Association for Low Countries Studies, 11th Biennial Conference
29 June – 1 July 2016
Ardmore House
University College Dublin
Narration and story telling emerges as a new turn within the academy. Scholars increasingly question their position as observers or spectators and are not afraid to move towards a more engaged position. Ownership of the narrative is a central focus and concern.

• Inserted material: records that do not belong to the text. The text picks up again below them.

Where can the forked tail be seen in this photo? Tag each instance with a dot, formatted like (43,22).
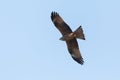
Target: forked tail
(79,33)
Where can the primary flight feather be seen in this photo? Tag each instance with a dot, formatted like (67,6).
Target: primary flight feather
(69,36)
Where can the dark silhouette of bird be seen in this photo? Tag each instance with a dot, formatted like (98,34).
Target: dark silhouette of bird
(69,36)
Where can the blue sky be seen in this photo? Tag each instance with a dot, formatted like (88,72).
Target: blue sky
(30,48)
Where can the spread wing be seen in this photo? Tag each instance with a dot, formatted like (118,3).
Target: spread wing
(72,44)
(73,49)
(60,24)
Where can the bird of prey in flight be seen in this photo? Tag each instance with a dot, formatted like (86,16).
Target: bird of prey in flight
(69,36)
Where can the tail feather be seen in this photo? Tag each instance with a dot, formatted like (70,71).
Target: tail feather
(79,33)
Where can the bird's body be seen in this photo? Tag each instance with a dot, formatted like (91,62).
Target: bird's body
(69,36)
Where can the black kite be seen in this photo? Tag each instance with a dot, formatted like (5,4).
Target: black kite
(69,36)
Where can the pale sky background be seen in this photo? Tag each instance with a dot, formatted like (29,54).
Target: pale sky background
(30,48)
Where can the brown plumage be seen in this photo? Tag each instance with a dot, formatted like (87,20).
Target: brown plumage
(69,36)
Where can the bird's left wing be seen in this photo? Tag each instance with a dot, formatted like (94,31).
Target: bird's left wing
(60,24)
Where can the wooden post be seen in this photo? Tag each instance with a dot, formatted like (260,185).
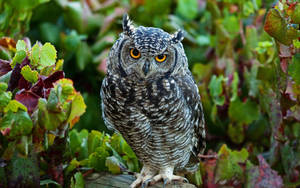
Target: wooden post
(104,180)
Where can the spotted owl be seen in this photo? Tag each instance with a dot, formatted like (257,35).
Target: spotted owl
(151,98)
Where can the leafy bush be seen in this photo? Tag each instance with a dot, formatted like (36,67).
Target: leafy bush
(38,106)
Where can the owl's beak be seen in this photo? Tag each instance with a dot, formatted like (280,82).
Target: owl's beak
(146,67)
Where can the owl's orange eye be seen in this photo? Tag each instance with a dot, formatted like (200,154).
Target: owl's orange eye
(161,58)
(134,53)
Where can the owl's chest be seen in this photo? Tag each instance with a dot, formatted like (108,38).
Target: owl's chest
(152,98)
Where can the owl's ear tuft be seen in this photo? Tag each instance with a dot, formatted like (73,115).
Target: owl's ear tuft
(128,27)
(177,36)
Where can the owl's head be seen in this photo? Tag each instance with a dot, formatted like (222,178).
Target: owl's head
(147,52)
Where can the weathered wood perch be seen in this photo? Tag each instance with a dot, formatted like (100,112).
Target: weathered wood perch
(102,180)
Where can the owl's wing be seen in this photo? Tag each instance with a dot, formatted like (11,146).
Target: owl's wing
(193,101)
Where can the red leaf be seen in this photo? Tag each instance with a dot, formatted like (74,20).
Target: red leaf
(28,98)
(4,67)
(7,42)
(24,84)
(14,78)
(266,177)
(5,131)
(38,88)
(48,82)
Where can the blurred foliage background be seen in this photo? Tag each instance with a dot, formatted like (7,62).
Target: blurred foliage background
(249,81)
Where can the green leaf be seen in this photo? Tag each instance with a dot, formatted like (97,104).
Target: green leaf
(296,14)
(30,75)
(245,112)
(277,27)
(216,89)
(77,109)
(79,181)
(48,183)
(201,70)
(14,106)
(251,80)
(232,26)
(18,122)
(21,45)
(83,55)
(35,54)
(24,5)
(258,129)
(97,159)
(66,87)
(79,144)
(187,8)
(248,8)
(236,133)
(95,139)
(113,165)
(3,87)
(25,171)
(294,69)
(18,58)
(5,97)
(47,55)
(228,165)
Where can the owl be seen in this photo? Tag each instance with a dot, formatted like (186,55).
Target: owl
(150,97)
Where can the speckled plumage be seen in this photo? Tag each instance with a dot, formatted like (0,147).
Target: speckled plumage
(159,113)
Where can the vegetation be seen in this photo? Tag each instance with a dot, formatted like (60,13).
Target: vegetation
(244,56)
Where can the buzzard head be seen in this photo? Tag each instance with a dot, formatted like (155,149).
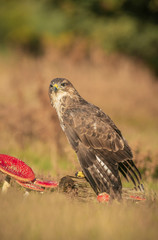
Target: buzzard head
(60,89)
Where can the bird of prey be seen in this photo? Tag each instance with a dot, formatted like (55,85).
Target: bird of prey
(100,147)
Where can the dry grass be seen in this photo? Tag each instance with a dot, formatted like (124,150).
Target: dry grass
(56,216)
(29,127)
(30,130)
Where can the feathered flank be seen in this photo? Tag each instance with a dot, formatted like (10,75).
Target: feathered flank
(100,147)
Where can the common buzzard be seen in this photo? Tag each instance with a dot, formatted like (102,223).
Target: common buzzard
(100,147)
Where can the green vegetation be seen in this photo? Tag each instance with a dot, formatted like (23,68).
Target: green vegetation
(126,26)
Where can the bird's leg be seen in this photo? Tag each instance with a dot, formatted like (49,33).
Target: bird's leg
(6,184)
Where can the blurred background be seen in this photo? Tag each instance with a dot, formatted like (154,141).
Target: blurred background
(107,48)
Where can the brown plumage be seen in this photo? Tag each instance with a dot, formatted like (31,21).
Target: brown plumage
(101,149)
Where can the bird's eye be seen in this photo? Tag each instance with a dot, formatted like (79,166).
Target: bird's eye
(63,84)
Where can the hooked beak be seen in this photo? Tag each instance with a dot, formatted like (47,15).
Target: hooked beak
(55,87)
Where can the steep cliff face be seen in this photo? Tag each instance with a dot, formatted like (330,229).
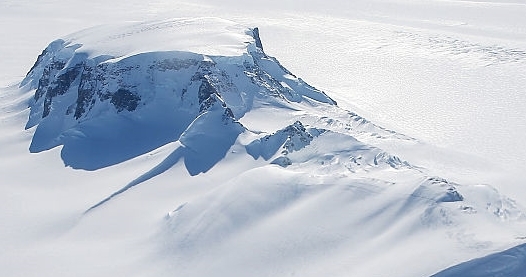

For the 11th ALCS Biennial Conference in 2016 – the centenary year of the Easter Rising in Ireland – we want to examine the narrative of change. How is change represented and narrated and how do these narratives change over time? All this in a Low Countries or comparative context and along and across broad cultural, linguistic and historical lines.
Topics may include:
- Narrating change of cultural practices and dissenting voices
- Narration of social change and the imaginative
- Narrating change and changing narrative in literature and the arts
- Changing relationships between text and image in the pictorial arts
- Changing linguistic norms and status of language varieties
- Translation as a process of change and transformation
- Narrating change emerging from studies of lexis, semantics, pragmatics and syntax
We invite both individual contributions (20-minute presentations which will be followed by 10 minutes of discussion) and proposals for fully constituted panels. Panel conveners are invited to suggest a 90-minutes themed panel of three speakers. We specifically invite postgraduate students and a number of full bursaries are available. The primary criterion for selection will be the quality of the proposal, not its strict connection to the conference theme.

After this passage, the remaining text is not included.